In De zaak 40/61, zijn boek over het Eichmann-proces, schrijft Mulisch in een passage over de voorbereiding van het fascisme in de kunst:
'Eer ik nu verder ga, wil ik mij uitdrukkelijk solidair verklaren met al deze auteurs: van Sade tot Nietzsche en van Hoffmann tot Breton, en met de talloze romantici, expressionisten, dadaïsten, surrealisten en futuristen, die ik verder nog had kunnen noemen. Ik ben hun kollega. Iets schrijven en iets doen maakt nu juist alle verschil van de wereld uit.' En wanneer hij vervolgens nagaat hoe een aantal van deze kunstenaars zich onder Hitler zouden hebben gedragen, zegt hij over de dadaïsten en surrealisten: 'dat [zij] integraal door Hitler als ontaard verketterd werden, is al veelzeggend genoeg: hij, die met de werkelijkheid deed wat zij met vormen deden, herkende hen als zijn aartsvijanden' (p. 103/4; cursiveringen van mij).
![Raoul Hausmann - Dada Siegt](../../../../images/blogger_xs4all_nl/cornets5/19722/r_dada_siegt.jpg)
Raoul Hausmann - Dada siegt (1920).
Als Adorno dit verschil tussen werkelijkheid en kunst goed voor ogen had gehad, was hij nooit met zijn uitspraak over poëzie na Auschwitz aangekomen.
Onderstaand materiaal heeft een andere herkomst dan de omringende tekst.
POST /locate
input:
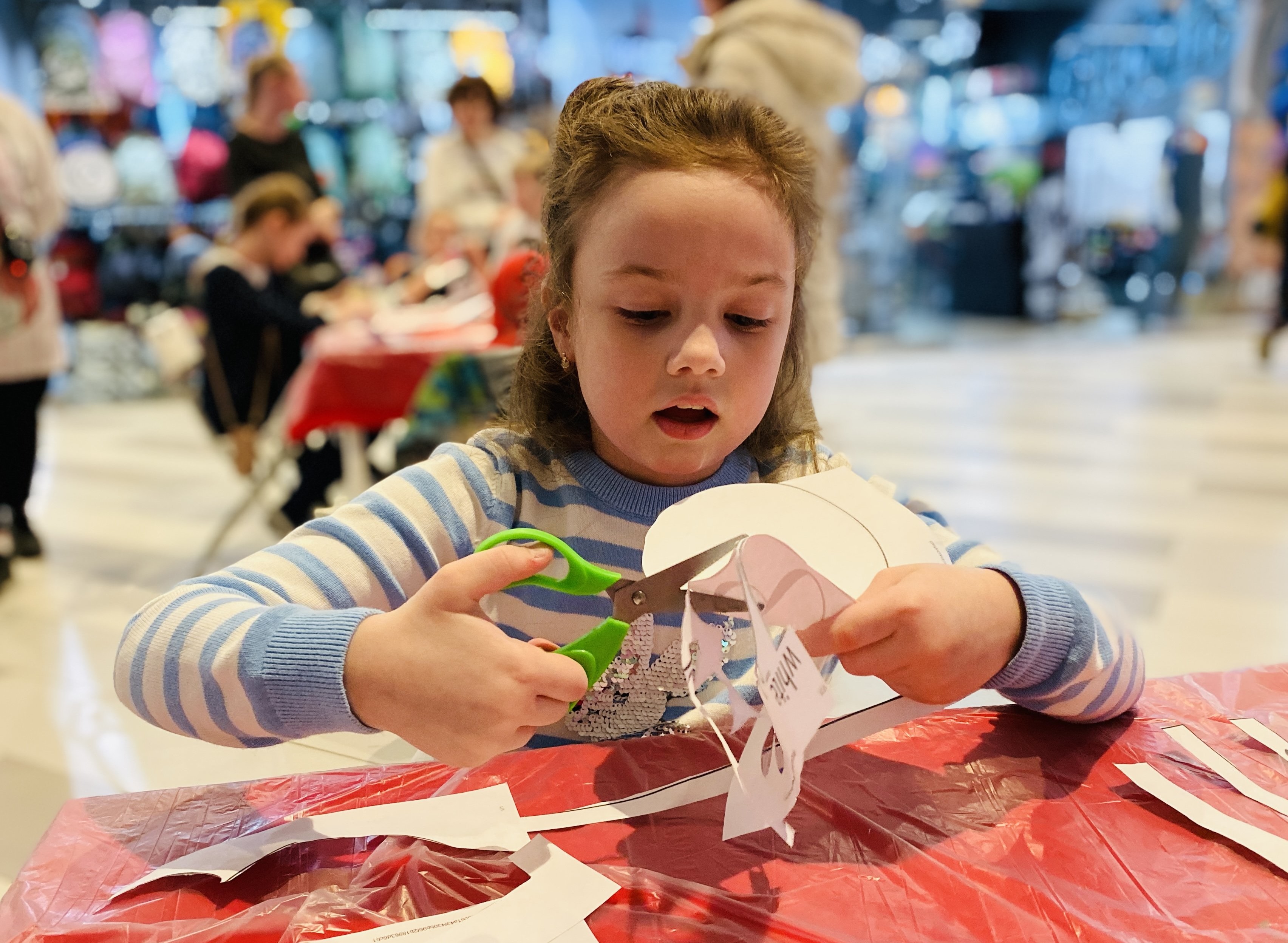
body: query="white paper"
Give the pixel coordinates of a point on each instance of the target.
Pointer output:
(1263, 735)
(795, 696)
(552, 905)
(1269, 847)
(841, 526)
(715, 782)
(484, 818)
(1225, 770)
(700, 657)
Lucebert liet zich er in elk geval niet door weerhouden. Het was na zijn sonnet hooguit een tijdje wat moeilijker om met een sonnet voor de dag te komen - dat is het verschil. 'Gevaarlijke poëzie', waar in kritieken gedurig om wordt gevraagd, is poëzie die afziet van zijn schuine strepen en de daad bij het woord voegt. De tekst die dan ontstaat kan niet buiten de werkelijkheid, en wie hem schrijft pleegt geen geschiedenis, maar verricht anti-daden, gericht tegen de geschiedenis: tegengeschiedenis.
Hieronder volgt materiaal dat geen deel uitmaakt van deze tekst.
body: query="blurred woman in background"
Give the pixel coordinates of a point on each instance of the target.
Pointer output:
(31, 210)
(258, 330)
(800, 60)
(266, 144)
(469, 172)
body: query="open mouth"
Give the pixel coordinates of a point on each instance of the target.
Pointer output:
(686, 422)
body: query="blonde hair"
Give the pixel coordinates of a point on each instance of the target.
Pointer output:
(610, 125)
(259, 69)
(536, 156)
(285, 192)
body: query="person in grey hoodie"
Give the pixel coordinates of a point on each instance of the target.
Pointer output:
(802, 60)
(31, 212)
'Hoe een verhaal maandenlang stokte,' schrijft Mulisch, 'omdat ik iemand een kamer niet kon binnenkrijgen. Wat lijkt eenvoudiger dan te schrijven: - Hij kwam binnen en ging in de lila stoel zitten - ? Maar daarmee gebeurt het niet, daarmee is alleen beweerd, dat het gebeurt. Men kan zo veel beweren. Op een dag ging hij naar binnen.'
Het woord, wanneer het geen reportage is, is zelf geschiedenis. Het heeft geen werkelijkheid nodig, want het is zelf werkelijkheid, 'heilige optekening', waarin met elke letter waarheid wordt geproduceerd, die door geen andere werkelijkheid hoeft te worden geverifieerd dan zichzelf. De werkelijkheid van Mein Kampf hangt in de witte nevel van Birkenau. Fascisme en het woord verdragen elkaar niet, en daarom hoort dat boek tot in de eeuwigheid op de index thuis.
Tegen de verlichtingsadepten zou ik willen zeggen: wie de index afschaft, gaat er van uit dat het kwaad is afgeschaft. Zorg ervoor dat uw rationalisme niet in idealisme komt te verkeren.
Tegen de postmodernen: het fascisme is niet Levinas' Ander (godbewaarme), en de rechtvaardigheid vordert niet dat men zich laat infecteren wanneer men zelf infecteert. Het is fatsoenlijk om fascisten niet aan het woord te laten.